5. Good systems get better faster when they are open. If there is no
real market for a software project, open sourcing it can create a market
and create opportunities. Once code is available to the public it
matures more quickly and at less cost than a comparable commercial
project as long as there remains good management of the project. 
Developers outside of an organization offer abilities and enhancements
that often are unthought of within a company of origin. Again, I use the
example of postfix. IBM had less than a snowball's chance in hell of
penetrating a mail server market dominated by Sendmail, Lotus, Novell,
and Microsoft when Mr. Venema started his project. Still, developing the
expertise internally was critical to other business processes. While the
code had no value commercially, releasing it publicly opened competition
to Sendmail and created a new market. The code improved dramatically,
gaining database and LDAP support, while increasing in security and
performance once other developers had an opportunity to contribute and
once system administrators deployed, tested, and suggested enhancements.

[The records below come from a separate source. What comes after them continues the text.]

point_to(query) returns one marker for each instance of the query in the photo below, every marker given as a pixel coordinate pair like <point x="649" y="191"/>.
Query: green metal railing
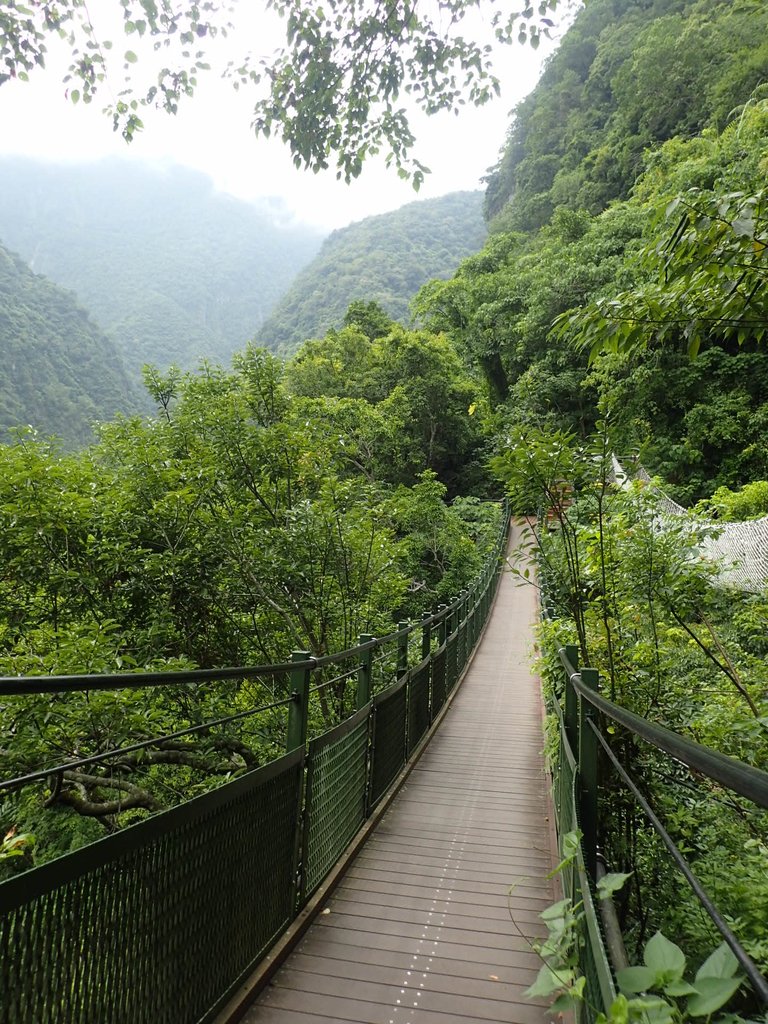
<point x="162" y="922"/>
<point x="583" y="748"/>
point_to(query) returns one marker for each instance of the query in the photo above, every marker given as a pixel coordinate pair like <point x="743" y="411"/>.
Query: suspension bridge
<point x="390" y="868"/>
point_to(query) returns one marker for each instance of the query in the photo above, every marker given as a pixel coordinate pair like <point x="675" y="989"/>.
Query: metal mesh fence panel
<point x="418" y="705"/>
<point x="337" y="766"/>
<point x="388" y="743"/>
<point x="438" y="681"/>
<point x="158" y="924"/>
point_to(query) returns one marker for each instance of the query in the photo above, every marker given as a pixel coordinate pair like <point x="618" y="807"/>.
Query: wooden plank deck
<point x="422" y="929"/>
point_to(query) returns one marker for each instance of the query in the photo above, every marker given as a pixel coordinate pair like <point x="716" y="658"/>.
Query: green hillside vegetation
<point x="172" y="270"/>
<point x="58" y="373"/>
<point x="242" y="521"/>
<point x="629" y="75"/>
<point x="701" y="423"/>
<point x="384" y="259"/>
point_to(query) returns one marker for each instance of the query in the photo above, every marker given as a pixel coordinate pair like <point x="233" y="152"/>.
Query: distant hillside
<point x="628" y="75"/>
<point x="172" y="270"/>
<point x="58" y="373"/>
<point x="384" y="259"/>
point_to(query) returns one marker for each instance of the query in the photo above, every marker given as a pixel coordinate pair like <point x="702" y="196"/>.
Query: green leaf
<point x="548" y="982"/>
<point x="636" y="979"/>
<point x="720" y="964"/>
<point x="665" y="957"/>
<point x="555" y="910"/>
<point x="678" y="988"/>
<point x="712" y="993"/>
<point x="611" y="883"/>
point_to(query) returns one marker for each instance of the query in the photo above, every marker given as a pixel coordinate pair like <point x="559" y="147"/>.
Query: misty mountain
<point x="58" y="373"/>
<point x="385" y="258"/>
<point x="171" y="269"/>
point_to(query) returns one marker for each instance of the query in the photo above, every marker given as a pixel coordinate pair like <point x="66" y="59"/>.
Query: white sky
<point x="212" y="134"/>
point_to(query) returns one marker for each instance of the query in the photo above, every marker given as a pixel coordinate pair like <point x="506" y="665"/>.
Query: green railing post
<point x="299" y="707"/>
<point x="402" y="648"/>
<point x="426" y="635"/>
<point x="588" y="772"/>
<point x="365" y="672"/>
<point x="570" y="711"/>
<point x="443" y="632"/>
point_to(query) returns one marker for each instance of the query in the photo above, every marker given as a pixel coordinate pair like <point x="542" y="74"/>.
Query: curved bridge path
<point x="423" y="929"/>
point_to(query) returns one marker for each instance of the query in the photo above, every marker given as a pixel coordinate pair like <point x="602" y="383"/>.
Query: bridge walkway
<point x="423" y="928"/>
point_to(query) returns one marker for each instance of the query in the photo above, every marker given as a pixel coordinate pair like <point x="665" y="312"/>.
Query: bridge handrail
<point x="733" y="774"/>
<point x="580" y="737"/>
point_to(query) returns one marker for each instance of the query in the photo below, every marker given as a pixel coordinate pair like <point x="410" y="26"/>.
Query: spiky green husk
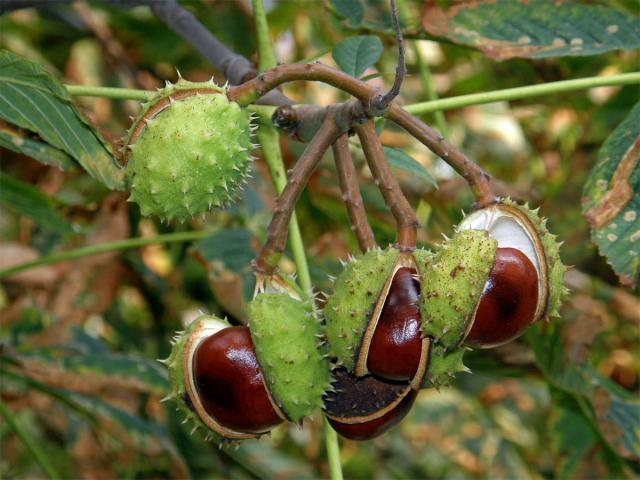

Another good example of this is Mozilla and Netscape. While many
proclaim Netscape as an example of a failed open source project, I think
few would contest the fact that Microsoft's growth in the browser market
was only halted once Netscape open sourced their browser and created
Mozilla. While Mozilla may not be the best example of an open source
product that creates opportunities, it is a clear example of a move that
saved a dwindling market share from dwindling further. In the end
Mozilla may turn around the browser market when and if AOL adopts
Mozilla as the core of their product. In fact, because Mozilla is
available on so many platforms it may help AOL enter markets they
probably never considered, including Linux, Be, and the embedded browser
markets.

6. Most open source developers code for two simple reasons: ego and fun.
In an increasingly tight job market, both of these motivations can be
key to employee acquisition and retention. Companies like IBM, who only
a few years ago were considered too buttoned-up for most developers, are
now able to make attractive employment offerings to a market that seems
less concerned with money and more concerned with fringe benefits.